Du Maurier and her family lived in a comfortable world insulated from hardships. Most of du Maurier’s youth was spent sailing, traveling with her friends, and writing stories, which a well-connected uncle shepherded into publication. Many see her charmed and relatively easy life as one of the reasons why du Maurier’s writing is much more conventional than that of her contemporaries who were busy experimenting with avant-garde techniques such as stream-of-consciousness and who were writing on war and poverty.
In 1931, du Maurier published, to critical acclaim, her first novel, The Loving Spirit, a romantic family tale. The novel so impressed thirty-five-year-old Major Frederick Browning that he sailed a small boat past the du Maurier country home in an effort to meet the young author. Browning and du Maurier married in 1932, and in 1946 du Maurier became Lady Browning when her husband was knighted. She and Browning had three children and a comfortable life, but all was not straightforward in du Maurier’s personal life; she was widely known to have had a number of affairs, both heterosexual and lesbian.

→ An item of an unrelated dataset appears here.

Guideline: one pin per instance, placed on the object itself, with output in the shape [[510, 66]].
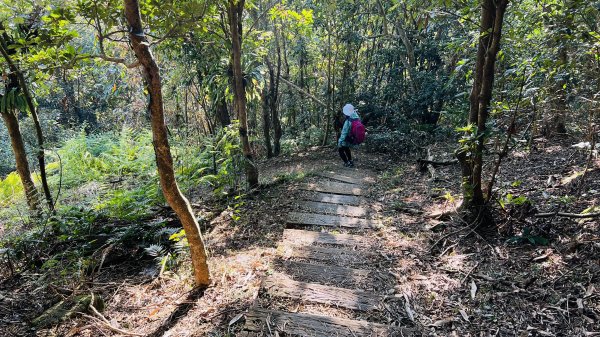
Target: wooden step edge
[[297, 324]]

Rebecca, her most famous and well-considered novel, was published in 1938 and received Britain’s National Book Award. In 1940, Rebecca was made into a movie, which won the Academy Award for Best Motion Picture. Other du Maurier novels and stories have been made into films, including “Don’t Look Now,” originally published in 1970, and “The Birds.”
Du Maurier continued writing nearly to the end of her life. In 1971, a collection of her horror stories, including “The Birds” and “Don’t Look Now,” was published as Don’t Look Now (released in Britain as Not After Midnight). She died in Par, Cornwall, England, on April 19,1989. According to Nina Auerbach in British Writers, the cause of death was “stubborn self-starvation.”